Cells for eGFP fluorescence analysis were grown on coverslips (24 × 24 mm), washed with cold 1xPBS and fixed in 2 % paraformaldehyde in PBS for 10 min. Fixed cells were then stained with DAPI (4,6-diamidino-2-phenylindole) and observed with a ZEISS Axioplan fluorescence microscope at 63× magnification. Pictures were captured using a CoolSNAP CCD camera (RS Photometrics) and processed using the software IPLab 3.5.5 (Scanalytics inc).

RNA preparation and quantitative RT-PCR

Total RNA from transfected HeLa and horse fibroblast cells was extracted using TRizol Reagent (Invitrogen) according to the manufacturer’s protocol. The extracted RNA was purified using the RNA Clean & Concentrator-25 kit (Zymo Research) and treated three times with RQ1 RNase-free DNase (Promega).

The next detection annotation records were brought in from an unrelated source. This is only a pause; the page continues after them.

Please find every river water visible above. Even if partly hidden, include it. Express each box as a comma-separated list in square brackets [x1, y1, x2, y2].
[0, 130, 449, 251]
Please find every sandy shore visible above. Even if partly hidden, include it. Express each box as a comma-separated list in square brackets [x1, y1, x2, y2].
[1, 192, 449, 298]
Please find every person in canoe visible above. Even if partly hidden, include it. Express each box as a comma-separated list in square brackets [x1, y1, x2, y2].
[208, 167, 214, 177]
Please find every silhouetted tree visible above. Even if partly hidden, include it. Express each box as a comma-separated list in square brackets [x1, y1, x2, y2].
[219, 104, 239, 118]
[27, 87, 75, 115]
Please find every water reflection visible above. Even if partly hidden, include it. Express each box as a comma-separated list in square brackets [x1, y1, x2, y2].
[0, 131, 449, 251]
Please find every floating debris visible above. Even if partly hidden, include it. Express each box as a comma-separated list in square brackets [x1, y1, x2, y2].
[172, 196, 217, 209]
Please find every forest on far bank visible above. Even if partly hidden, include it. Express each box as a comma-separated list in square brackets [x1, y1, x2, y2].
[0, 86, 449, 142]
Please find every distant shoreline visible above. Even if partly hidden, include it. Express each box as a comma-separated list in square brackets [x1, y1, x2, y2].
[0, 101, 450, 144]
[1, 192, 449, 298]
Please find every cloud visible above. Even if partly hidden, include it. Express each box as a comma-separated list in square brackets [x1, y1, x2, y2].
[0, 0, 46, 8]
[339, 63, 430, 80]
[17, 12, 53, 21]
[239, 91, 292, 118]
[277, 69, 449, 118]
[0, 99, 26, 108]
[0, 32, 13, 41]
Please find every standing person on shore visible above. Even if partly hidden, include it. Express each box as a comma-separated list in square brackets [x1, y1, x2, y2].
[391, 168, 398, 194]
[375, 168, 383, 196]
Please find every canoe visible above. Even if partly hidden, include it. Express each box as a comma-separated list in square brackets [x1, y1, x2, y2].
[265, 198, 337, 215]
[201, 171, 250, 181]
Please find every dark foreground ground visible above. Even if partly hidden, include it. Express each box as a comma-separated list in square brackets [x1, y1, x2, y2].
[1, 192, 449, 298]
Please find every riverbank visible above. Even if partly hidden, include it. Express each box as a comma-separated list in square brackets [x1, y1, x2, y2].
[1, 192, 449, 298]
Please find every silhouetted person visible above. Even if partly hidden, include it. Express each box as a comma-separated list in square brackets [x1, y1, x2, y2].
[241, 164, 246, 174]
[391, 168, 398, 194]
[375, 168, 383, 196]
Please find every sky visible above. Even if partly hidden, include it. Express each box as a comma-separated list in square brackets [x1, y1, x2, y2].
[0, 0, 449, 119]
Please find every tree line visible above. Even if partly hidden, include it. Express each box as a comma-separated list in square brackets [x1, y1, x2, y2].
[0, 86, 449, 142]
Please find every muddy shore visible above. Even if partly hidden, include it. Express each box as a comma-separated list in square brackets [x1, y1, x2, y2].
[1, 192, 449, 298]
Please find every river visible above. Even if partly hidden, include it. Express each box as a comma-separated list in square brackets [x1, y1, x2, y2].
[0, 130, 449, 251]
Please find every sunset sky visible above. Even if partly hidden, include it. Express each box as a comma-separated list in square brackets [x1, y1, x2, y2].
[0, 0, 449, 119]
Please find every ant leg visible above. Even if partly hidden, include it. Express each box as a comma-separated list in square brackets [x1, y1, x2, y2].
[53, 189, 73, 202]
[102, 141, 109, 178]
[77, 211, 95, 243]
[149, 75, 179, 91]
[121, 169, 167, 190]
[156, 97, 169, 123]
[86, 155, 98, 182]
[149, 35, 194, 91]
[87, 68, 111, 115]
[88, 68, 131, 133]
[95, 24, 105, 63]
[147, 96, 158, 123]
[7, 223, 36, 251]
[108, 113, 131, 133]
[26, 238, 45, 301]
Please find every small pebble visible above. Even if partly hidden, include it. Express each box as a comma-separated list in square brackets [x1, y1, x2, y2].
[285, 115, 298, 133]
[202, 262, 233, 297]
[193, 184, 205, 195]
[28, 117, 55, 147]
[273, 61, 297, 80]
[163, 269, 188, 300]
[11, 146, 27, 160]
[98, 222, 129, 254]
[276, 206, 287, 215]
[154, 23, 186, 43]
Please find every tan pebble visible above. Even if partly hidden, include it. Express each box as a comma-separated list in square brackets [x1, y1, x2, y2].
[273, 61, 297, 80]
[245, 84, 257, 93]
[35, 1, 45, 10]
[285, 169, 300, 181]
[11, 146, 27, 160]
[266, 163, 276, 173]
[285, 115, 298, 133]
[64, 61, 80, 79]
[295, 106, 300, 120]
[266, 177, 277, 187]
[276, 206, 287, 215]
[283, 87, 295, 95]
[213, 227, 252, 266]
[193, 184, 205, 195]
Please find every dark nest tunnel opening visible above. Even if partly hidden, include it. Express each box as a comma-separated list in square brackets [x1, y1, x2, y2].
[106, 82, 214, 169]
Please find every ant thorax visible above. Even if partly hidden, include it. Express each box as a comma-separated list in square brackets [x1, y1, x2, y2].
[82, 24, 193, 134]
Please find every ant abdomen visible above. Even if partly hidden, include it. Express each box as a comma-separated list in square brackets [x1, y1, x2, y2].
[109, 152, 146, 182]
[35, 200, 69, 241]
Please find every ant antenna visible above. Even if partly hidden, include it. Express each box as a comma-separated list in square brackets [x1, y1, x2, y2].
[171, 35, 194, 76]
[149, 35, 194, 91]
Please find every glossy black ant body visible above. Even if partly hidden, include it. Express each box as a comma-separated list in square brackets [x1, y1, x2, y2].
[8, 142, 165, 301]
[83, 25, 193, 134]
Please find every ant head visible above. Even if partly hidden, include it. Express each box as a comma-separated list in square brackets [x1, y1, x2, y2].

For quantitative RT-PCR experiments we reverse transcribed 2.5 μg of total RNA using oligo-d(T)17 primers and Revert Aid Premium First Strand cDNA synthesis kit (Fermentas) according to the manufacturer’s protocol.

The cDNA was PCR amplified using GoTaq qPCR Master Mix (Promega) containing the appropriate oligonucleotides (Additional file 2: Table S4B). Oligonucleotides eGFP-F and eGFP-R were used to detect the eGFP transcript. GAPDH (glyceraldehyde 3-phosphate dehydrogenase, primer pair GAPDH-F and GAPDH-R) or PRKCI (protein kinase C iota, primer pair humcavPRKC-RealT-F and cavPRKC-RealT-R) were used as control genes for quantitative RT-PCRs carried out with the cDNA from HeLa cells or horse immortal fibroblasts, respectively. Each sample was prepared in triplicate. Negative controls (No template controls, NTCs) were included in the experiments. Reactions were carried out using an Opticon 2 System instrument (MJ Research). Cycling parameters comprised an initial denaturation at 95 °C for 2 min followed by 50 cycles at 95 °C for 15 s, 62 °C for 30 s and 72 °C for 30 s coupled to fluorescence detection. Experiments were repeated twice for each transfected cell line. Data were analyzed with the Opticon Monitor 3 software. Levels of expression were calculated using the standard ΔΔCq method [90], the level of expression in cells transfected with the plasmid containing the wild type allele was used as reference.

Statistical analysis

The correlation between the percentage of identity of the ERE1 loci and the natural logarithm of the frequency of polymorphic loci in each class was tested calculating Pearson’s product moment correlation coefficient.

The significance of the difference of the allelic frequencies at the myostatin promoter in the populations of Elite and Unselected Thoroughbreds was tested using a Chi-Square test goodness of fit. The allelic frequencies in the 75 Unselected Thoroughbreds were adopted as expected values.

The significance of the correlation between the Best Race Distance and the genotype of the 117 Elite Thoroughbreds for the ERE1 insertion at the myostatin promoter was tested using a Chi-Square test for independence.

All statistical analyses were performed using R [91].

Availability of supporting data

The data sets supporting the results of this article are included within the article and its additional files.